When I begin architecting a database, I begin with what I’d like to see at the end; the end result: identifying how I want it to look, what others should see, what is hidden, or unnecessary for the consumer and all of the critical details to help automate tasks and make improvements each time. We do not eat food and accept everything that is put on our plate without evaluation; although it appears some do and some overconsume without even knowing what they are eating, because their activities have become automatic.
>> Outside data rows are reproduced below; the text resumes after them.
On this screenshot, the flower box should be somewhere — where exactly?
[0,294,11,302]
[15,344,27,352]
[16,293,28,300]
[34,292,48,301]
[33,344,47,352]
Having automatic processes running in routines is good, as long as they are healthy choices, but this gives an idea of how the brain works, in relation to an automated system after data and actions are stored.

Just as images prompt a brain to take action, or spark a memory, systems share this same feature to seek information, as long as there is something there designed to make it so.

I can create a query to locate a pink drink with a green and white straw in a database if and only if I have stored that information in a database. The human memory works the same, but the functions and actions might be different depending up what is sought – to buy it at the store or find it in its memory and recall its experience. Currently, the brain and the computer do not have strong memory impressions; meaning that the photo used in this posting does not rest in the human brain, with attached feelings of enjoyment or writing, although it could, if the human decided to prepare the drink, using the straws and later sought to personally recall the memory of both tasks.

The memory does not take on a life of its own unless the mind permits it to; and neither does the computer, unless the image is stored somewhere else. Even in networked systems, brain management and access to human memory is not an option for the person that stored the image in use.